# Forum > MMO > Runescape > [Bot] Boosting (Fishing/Cooking/Combat)

## Rell7499

I can do boosting from 1-75 as quick as possible all I ask is if its F2P account it may take a little longer for the fishing. I can have it done in less then 1 day. 

If you want one of those stats boosted please atleast have the basic items needed to level it. ie, if you want 1-40 attk and str on a brand new account Please have atleast full iron and like 15k gp for scimmy's and food. (if its a brand new account I can make exceptions)

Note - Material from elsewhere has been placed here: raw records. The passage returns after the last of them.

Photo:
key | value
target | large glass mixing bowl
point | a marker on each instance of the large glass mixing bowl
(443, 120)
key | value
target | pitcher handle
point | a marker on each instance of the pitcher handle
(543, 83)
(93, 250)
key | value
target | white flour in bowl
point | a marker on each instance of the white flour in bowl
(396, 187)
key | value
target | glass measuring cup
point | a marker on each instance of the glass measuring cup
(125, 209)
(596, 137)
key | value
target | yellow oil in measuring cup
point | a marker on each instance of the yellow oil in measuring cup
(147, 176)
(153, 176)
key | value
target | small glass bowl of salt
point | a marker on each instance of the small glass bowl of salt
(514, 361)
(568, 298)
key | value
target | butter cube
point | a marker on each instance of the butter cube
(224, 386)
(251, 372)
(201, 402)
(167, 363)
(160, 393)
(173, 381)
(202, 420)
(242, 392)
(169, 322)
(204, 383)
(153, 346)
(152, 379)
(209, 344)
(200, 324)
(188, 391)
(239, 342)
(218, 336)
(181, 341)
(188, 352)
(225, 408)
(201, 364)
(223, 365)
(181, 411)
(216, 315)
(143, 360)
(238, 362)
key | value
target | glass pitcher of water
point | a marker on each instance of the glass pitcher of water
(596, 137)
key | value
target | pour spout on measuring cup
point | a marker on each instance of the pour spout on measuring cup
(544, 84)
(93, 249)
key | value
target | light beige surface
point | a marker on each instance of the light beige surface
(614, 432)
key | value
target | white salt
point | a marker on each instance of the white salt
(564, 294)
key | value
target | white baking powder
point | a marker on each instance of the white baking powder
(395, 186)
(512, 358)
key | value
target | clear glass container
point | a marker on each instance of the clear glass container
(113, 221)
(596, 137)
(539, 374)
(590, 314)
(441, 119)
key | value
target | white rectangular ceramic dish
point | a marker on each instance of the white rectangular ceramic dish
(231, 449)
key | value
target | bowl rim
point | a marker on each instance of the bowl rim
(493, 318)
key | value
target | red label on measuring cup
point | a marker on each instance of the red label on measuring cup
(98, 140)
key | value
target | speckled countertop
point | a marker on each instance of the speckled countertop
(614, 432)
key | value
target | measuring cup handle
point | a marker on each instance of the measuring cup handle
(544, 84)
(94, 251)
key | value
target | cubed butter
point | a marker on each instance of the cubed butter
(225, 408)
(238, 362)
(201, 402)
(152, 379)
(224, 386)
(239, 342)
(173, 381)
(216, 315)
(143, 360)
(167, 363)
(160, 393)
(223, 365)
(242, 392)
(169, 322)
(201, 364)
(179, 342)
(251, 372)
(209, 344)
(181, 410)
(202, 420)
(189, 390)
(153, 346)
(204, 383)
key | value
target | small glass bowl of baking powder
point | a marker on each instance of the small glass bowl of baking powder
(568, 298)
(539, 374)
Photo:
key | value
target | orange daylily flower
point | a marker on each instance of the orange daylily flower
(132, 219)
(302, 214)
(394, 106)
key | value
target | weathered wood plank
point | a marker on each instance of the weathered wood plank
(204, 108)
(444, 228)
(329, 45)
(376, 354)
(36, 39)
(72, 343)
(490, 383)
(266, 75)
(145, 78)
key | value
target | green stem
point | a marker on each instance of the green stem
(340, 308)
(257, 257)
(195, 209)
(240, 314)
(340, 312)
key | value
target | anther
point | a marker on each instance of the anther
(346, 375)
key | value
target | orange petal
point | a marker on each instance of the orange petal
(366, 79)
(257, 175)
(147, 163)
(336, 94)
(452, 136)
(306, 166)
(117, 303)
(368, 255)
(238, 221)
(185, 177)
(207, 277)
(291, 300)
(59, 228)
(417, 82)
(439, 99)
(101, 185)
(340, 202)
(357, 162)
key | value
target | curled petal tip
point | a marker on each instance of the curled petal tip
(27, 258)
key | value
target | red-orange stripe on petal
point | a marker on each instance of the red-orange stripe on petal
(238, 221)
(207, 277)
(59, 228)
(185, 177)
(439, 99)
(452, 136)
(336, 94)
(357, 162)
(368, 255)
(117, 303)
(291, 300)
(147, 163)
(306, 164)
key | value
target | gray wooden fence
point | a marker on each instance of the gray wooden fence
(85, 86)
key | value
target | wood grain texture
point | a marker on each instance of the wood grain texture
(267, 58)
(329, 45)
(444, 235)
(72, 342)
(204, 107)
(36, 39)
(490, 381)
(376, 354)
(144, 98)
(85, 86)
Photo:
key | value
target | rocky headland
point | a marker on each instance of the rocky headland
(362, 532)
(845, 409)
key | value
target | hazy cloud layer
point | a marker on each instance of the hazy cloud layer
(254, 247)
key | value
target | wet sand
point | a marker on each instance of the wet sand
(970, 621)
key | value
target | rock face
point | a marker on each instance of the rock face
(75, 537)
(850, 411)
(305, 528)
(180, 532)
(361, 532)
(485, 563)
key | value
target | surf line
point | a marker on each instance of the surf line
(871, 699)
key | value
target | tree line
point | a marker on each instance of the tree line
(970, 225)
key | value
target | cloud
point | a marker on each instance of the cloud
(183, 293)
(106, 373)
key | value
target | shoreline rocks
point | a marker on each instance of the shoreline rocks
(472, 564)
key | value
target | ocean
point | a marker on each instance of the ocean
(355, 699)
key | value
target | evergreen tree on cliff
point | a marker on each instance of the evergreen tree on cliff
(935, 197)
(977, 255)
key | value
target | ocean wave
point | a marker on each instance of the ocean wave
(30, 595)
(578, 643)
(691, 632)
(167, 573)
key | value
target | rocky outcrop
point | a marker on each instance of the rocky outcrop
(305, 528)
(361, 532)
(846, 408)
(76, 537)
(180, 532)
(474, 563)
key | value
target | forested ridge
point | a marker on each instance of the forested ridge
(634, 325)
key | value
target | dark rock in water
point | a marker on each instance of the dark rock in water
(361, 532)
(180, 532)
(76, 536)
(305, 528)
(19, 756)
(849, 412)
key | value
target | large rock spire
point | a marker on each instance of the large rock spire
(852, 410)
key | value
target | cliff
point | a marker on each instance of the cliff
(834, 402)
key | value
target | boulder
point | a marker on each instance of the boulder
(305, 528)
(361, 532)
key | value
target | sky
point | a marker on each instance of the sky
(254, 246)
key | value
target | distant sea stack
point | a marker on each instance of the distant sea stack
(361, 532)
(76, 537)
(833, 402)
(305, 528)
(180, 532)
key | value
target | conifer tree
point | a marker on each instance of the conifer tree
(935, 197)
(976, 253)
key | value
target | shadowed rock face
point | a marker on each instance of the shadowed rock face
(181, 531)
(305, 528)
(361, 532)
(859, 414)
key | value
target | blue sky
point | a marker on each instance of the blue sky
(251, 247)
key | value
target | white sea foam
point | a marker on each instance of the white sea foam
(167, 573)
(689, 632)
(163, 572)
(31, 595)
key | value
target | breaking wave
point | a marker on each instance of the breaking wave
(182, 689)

I have a VERY reliable program that I haven't been using it is NOT public software so chances of getting banned are INCREDIBLY low. so PM me what you need and we can price negotiate!  :Smile: 

I am willing to take ingame currency or out of game.  :Smile: 

-->Prices for any skill:

->1-30 = 300k

->30-50 = 600k

->50-60 = 1M

->60-70 = 1.5M

->70-80 = 2M


Edit: 8/05 Does anyone really not need any boosting. I would really love to have some business so I can get some vouches!  :Smile:

----------


## 420199869

Would've used this service if it was cheaper.

----------


## setari

Considering I've made 10 mil in a week and I literally know nothing about money making, this is super cheap lol.

----------